– Да. Я как раз перелез через перила балкона – не хотел, чтобы Жильбер знал, что я ушел, он-то думает, что я все еще сплю, – и видел, как она завела бедного Максвелла в погреб, а потом быстренько закрыла его на ключ. Мы и не знали, да, Клоди, что у нас в деле еще одна бабенка? И я прекрасно понимаю, что ей нужно. Она навострила свои маленькие хорошенькие ушки, чтобы услышать твое признание, Клоди. Этой дурочке очень хочется поживиться за наш счет. Ей тоже не дает покоя местонахождение картины. Но ты знаешь, Клоди, вы с ней очень похожи, с этой шлюшкой. Вы обе норовите избавиться от своих мужчин в ту самую минуту, когда вам кажется, что добыча вот-вот станет вашей. Ты избавилась от Жана-Ги, а твоя соседка – от Максвелла. Но это ваши дела, а я должен знать, где картина. Начинай говорить, Клоди!

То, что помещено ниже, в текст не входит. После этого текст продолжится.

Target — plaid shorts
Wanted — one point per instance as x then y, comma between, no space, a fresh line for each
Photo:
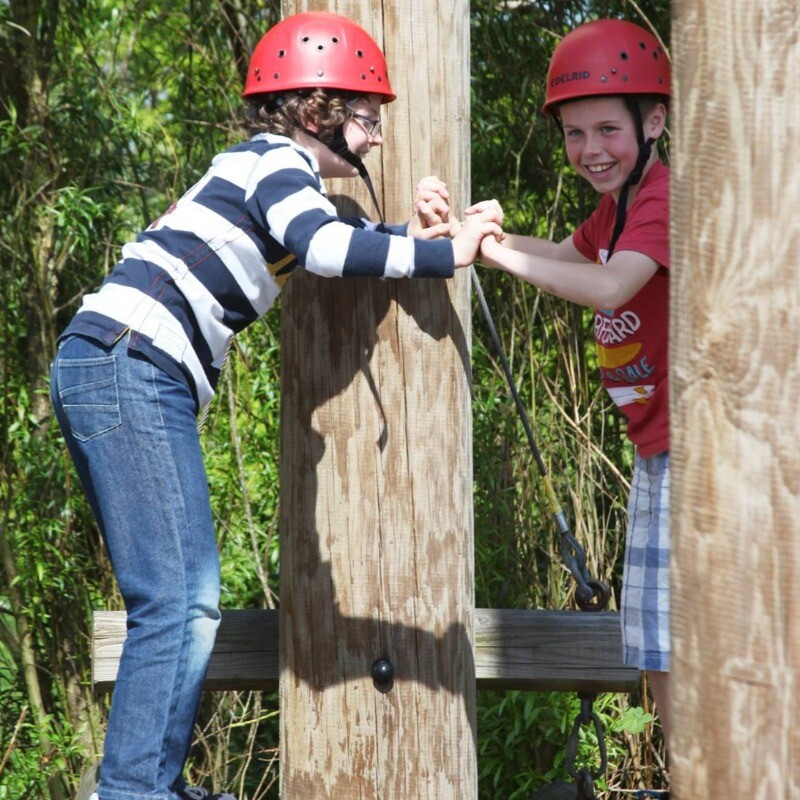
645,580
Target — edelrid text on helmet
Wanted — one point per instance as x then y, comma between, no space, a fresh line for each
318,49
606,57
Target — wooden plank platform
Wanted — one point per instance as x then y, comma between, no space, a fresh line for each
514,649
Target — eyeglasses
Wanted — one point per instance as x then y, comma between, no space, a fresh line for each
372,127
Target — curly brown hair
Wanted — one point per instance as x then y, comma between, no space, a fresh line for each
284,113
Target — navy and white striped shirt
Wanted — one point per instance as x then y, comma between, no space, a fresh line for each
217,259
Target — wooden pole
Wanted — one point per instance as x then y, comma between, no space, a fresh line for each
376,468
735,384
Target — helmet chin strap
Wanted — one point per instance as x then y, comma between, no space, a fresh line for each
645,150
339,146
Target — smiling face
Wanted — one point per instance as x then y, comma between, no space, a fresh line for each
601,140
364,113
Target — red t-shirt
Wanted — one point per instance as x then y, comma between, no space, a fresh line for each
632,340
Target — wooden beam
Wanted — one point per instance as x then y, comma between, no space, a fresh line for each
734,384
376,465
514,649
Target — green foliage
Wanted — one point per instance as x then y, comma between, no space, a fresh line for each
109,109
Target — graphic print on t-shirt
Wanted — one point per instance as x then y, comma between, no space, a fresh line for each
620,359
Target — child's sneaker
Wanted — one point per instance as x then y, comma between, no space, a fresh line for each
199,793
193,793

Я пишу… как странно, что я вдруг взялся за старое, замшелое перо, которое нашлось в том же ящике, рядом с дневником! Как будто, прочитав откровения Шарлотты и Луизы-Сюзанны Лепелетье, я почувствовал себя в долгу перед временем: мне захотелось через девяносто лет поставить достойную точку в этой тетради.
Насколько мне известно, род Лепелетье де Фор де Сан-Фаржо угас в 1807 году. Отец рассказывал что-то такое о роковой любви, которую питала Луиза-Сюзанна Лепелетье к брату своего знаменитого и преступного отца… Однако Максимилиан не мог взять в жены родную племянницу и вынужден был жениться на другой – знатной и богатой, дочери наполеоновского генерала. Однако в день свадьбы не смог сдержать норовистого коня, упал с него и сломал себе шею, даже не доехав до церкви. Его жена так и осталась невестой! А Луиза-Сюзанна, чье здоровье и так было подорвано женитьбой возлюбленного Максимилиана, не пережила его смерти. Она умерла через неделю.
Но все это совершенно не важно! Судьба графов Лепелетье де Фор, от старушки Шарлотты и истеричной Луизы-Сюзанны до этого неудачника Максимилиана, не волнует меня нимало! Ценность моей находки состоит совершенно в другом!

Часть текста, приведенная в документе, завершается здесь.